Partner John Ratkowitz resolved an orthopedic malpractice claim on behalf of a 28-year-old resident of Brick, New Jersey, who suffered nerve damage following orthopedic surgery to his left knee.
The plaintiff underwent knee surgery on September 13, 2005. Following the surgery, his left leg was placed in a cylinder cast that went from his foot to his thigh. On September 14, 2005, he began to notice increased swelling in the lower part of his left leg in the ankle and foot area. As the day went on the swelling continued. He developed first a tingling sensation, then later in the day numbness and pain. Eventually, later in the late afternoon or early evening, as his symptoms increased, and the plaintiff telephoned the operating surgeon’s office. No physicians were available¸ and the answering service advised that they would have an on-call physician return his call. Approximately an hour later a physician telephoned the plaintiff and advised him that he should elevate his foot and apply ice to his leg to reduce the swelling and symptoms.
Elevation and ice did not alleviate the plaintiff’s symptoms and the next morning, September 15, 2005, he and his mother both telephoned the orthopedic practice several times to see what they should do about this. Around 10 o’clock in the morning, a person from the practice telephoned the plaintiff’s mother, advising that she could either bring the plaintiff into the office to be seen that morning or she could wait until Friday which was the next day and bring him in to his regularly scheduled appointment. The plaintiffs were told that if they visited that morning, they wouldn’t be able to see the operating surgeon, because he was at the hospital. They elected to wait until the next day, since the operating surgeon was the only orthopedist the plaintiff had ever seen.
While the plaintiff did not know this, the tingling and pain was peroneal nerve compression due to swelling inside the cast. Between the calls and the first doctor visit, the problem became irreversible.

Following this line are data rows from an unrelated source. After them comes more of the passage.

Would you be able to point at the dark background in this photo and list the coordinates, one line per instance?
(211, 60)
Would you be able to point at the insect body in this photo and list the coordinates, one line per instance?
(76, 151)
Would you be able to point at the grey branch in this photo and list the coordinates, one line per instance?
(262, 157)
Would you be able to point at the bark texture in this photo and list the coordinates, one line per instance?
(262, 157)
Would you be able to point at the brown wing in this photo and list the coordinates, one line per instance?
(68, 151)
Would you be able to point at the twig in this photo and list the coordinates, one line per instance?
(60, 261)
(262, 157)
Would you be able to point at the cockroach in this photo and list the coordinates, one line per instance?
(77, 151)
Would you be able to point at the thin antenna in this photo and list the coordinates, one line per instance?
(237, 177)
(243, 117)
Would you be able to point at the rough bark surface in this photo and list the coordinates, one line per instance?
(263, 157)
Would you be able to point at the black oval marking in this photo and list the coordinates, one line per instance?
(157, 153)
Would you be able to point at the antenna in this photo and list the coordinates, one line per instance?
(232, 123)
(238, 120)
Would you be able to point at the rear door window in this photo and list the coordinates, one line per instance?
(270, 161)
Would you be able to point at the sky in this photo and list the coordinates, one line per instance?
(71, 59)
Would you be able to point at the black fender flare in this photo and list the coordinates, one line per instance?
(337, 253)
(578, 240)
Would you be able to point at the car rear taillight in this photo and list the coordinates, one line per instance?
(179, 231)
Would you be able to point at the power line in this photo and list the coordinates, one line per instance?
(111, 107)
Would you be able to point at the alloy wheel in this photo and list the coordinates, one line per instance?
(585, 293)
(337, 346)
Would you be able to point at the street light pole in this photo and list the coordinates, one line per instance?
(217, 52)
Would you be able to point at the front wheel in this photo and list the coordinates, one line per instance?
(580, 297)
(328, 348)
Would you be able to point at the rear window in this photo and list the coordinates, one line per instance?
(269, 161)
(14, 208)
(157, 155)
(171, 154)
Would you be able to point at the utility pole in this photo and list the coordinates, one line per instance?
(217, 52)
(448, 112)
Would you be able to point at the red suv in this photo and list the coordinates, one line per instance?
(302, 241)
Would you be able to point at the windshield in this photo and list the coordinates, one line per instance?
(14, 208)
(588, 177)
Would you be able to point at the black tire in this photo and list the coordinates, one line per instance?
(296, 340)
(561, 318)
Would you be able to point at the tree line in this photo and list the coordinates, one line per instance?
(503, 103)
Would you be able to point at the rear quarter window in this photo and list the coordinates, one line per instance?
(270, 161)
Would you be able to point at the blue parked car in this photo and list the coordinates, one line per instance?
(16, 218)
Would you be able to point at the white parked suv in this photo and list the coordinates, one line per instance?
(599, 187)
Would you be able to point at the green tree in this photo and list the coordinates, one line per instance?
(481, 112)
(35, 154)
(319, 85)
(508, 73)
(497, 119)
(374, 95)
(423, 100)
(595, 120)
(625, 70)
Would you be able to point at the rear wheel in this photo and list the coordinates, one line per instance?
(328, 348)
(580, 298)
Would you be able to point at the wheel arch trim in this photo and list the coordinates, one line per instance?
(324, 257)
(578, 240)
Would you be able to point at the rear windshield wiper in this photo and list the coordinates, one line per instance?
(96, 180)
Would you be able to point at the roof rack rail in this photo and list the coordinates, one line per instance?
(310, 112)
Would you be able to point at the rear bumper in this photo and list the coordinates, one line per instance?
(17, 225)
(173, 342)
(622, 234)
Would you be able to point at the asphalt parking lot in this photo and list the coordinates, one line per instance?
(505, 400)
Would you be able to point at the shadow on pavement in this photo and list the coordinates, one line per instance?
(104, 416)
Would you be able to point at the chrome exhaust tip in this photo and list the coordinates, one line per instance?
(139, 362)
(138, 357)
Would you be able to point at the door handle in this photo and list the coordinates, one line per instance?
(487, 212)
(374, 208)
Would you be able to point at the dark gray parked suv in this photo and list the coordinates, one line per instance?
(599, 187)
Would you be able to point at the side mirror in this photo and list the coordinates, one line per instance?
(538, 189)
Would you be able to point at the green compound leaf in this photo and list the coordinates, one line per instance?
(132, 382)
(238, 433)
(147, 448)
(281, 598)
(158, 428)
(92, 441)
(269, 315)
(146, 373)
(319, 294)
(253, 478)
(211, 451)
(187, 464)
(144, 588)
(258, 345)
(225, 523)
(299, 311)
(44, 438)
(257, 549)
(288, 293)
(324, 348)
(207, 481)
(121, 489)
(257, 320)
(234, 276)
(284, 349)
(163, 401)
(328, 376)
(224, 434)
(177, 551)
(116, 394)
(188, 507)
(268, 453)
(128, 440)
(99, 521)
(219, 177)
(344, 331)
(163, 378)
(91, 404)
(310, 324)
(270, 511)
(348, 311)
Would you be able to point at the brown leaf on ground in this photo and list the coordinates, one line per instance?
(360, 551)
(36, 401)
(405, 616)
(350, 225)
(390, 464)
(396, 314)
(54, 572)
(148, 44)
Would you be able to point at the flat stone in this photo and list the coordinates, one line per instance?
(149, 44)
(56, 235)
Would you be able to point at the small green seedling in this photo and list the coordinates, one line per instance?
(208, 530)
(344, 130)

The plaintiff took the position that injury to the peroneal nerve as a result of swelling inside a cast is a well-known potential complication that is entirely avoidable and that accepted standards of medical care required the defendant to immobilize the plaintiff’s leg in a way that didn’t put that nerve at risk.
Mr. Ratkowitz settled the case shortly after it was assigned to a trial judge. The terms of the settlement are confidential.